VitaEurope’s selection of apps which will help you get a healthier and more sustainable diet
Eating healthy is a commitment. You need time to go grocery shopping, choose the right ingredients and eventually cook, however technology could really make things easier for you. We have selected 5 apps which will help your eating habits get healthier and more sustainabile.
For someone who grew up in the eighties and nineties, buying in-season food is always tricky. Locavore helps you find in-season products and maps the farmers’ markets and farms selling the food in the right season, giving you tips on seasonal recipes and allowing you to share your cooking activities on Facebook.
It’s an all American app but it would be great to have the European version soon. Developed by the Monterey Bay Aquarium, the Seafood Watch App helps you choose ocean-friendly seafood and sushi, giving information about how each item should be fished or farmed. The new Project FishMap feature allows you to contribute to the app, adding the names of the restaurants and stores in the US, where you’ve found sustainable seafood and locating what other users have found at businesses near you.
“A personal grocery advisor” this is the definition Fooducate gives itself. The app helps people shopping for the healthiest products, motivating them to develop a balanced diet. To get information on the food nutrition facts, you just need to scan the product barcode, the app will show bullet point explanations and healthier alternatives to the products which are not considered very healthy. The app is currently ranked among the top health apps.

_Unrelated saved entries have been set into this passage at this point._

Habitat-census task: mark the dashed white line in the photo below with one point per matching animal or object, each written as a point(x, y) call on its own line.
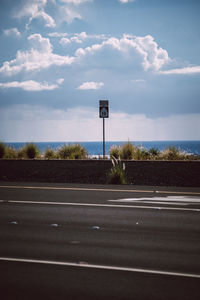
point(100, 205)
point(97, 189)
point(103, 267)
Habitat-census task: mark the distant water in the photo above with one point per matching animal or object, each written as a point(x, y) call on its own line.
point(95, 148)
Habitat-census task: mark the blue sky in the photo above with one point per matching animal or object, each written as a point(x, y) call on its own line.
point(58, 58)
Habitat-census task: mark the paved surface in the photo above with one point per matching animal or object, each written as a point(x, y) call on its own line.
point(60, 241)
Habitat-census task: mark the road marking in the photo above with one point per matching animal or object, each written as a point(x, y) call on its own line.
point(100, 205)
point(102, 267)
point(97, 189)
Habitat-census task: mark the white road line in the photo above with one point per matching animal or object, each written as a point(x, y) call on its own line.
point(94, 266)
point(100, 205)
point(97, 189)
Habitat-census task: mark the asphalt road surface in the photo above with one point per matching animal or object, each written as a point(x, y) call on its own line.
point(61, 241)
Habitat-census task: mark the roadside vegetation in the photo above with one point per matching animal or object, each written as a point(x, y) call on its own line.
point(117, 173)
point(127, 151)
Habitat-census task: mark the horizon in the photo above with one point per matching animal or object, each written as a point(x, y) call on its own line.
point(59, 58)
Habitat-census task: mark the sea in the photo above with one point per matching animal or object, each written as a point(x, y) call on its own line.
point(96, 148)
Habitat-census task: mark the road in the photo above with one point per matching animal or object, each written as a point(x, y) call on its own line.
point(61, 241)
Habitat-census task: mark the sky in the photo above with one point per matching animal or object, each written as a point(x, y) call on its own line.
point(58, 58)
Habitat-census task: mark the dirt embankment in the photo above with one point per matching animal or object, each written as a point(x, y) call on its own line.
point(165, 173)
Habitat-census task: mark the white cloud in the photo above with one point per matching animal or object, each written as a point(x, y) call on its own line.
point(64, 41)
point(91, 85)
point(12, 31)
point(35, 9)
point(138, 80)
point(184, 71)
point(126, 1)
point(30, 85)
point(153, 56)
point(36, 123)
point(40, 57)
point(60, 80)
point(68, 14)
point(77, 38)
point(76, 2)
point(58, 34)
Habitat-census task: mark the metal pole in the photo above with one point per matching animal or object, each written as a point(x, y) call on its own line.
point(104, 138)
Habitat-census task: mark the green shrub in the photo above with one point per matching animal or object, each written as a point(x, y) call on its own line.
point(141, 154)
point(21, 153)
point(127, 151)
point(117, 173)
point(72, 152)
point(31, 151)
point(49, 154)
point(172, 153)
point(154, 153)
point(2, 149)
point(115, 151)
point(10, 153)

A new app maps the nearby restaurants using sustainable criteria such as vegan menus and the use of local ingredients. To feature on the GoPure database, restaurants are supposed to fill out a 45 question sustainability survey and an algorithm processes the data to evaluate the purity of each reastaurant, based on how well each restaurant is doing in 9 categories., including waste, beverages and seafood.

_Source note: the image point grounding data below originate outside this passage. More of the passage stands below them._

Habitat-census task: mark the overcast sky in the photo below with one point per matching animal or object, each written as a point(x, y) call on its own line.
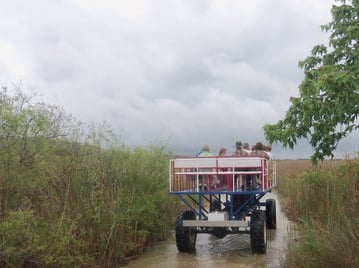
point(179, 72)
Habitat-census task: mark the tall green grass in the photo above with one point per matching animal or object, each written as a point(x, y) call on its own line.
point(324, 200)
point(75, 197)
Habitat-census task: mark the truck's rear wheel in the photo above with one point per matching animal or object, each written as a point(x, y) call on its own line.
point(258, 232)
point(271, 213)
point(185, 236)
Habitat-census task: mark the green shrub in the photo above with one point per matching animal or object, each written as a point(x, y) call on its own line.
point(325, 202)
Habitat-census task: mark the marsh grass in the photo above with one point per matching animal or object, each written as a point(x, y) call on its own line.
point(71, 195)
point(324, 200)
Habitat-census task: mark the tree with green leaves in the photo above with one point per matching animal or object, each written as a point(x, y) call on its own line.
point(328, 106)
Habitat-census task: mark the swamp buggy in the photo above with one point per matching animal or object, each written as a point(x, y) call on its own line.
point(223, 195)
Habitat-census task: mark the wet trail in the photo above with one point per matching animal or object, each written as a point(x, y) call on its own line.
point(230, 251)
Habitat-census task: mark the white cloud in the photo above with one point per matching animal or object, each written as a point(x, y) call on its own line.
point(187, 72)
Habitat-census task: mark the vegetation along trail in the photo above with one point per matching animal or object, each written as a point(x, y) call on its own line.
point(230, 251)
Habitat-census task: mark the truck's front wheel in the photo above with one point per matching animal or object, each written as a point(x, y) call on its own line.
point(258, 232)
point(271, 213)
point(185, 236)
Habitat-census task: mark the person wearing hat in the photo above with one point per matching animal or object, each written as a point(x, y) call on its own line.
point(205, 151)
point(239, 150)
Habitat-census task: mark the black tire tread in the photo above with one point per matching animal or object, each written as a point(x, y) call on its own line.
point(257, 232)
point(183, 241)
point(271, 213)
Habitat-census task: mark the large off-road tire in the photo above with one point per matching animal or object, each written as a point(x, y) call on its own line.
point(271, 213)
point(185, 236)
point(215, 205)
point(258, 232)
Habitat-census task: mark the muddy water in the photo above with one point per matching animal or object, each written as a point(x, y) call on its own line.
point(230, 251)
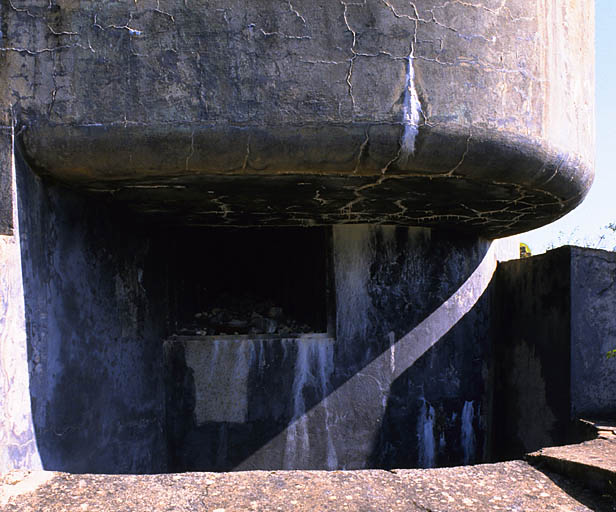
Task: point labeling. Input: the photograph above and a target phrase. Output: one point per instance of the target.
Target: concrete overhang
(476, 117)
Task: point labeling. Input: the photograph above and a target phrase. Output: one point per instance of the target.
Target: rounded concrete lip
(484, 181)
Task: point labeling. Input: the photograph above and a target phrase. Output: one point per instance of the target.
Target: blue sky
(586, 224)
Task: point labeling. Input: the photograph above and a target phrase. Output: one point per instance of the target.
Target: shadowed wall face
(101, 295)
(378, 395)
(94, 322)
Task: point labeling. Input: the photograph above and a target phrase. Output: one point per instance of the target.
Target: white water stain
(425, 435)
(313, 369)
(468, 433)
(411, 114)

It’s more than a app, it’s an appcessory, the “personal environment monitor” which works on four peripherals, to measure the humidity, the temperature and the organicity of food. An iPhone plug-in accessory takes a sample of the food item and tests the nitrate concentration in the sample. Nitrates are chemicals used in non-organic fertilizer, once the food has been tested, Lapka will log the results in a database of sorts so that other users can access the information before making a purchase.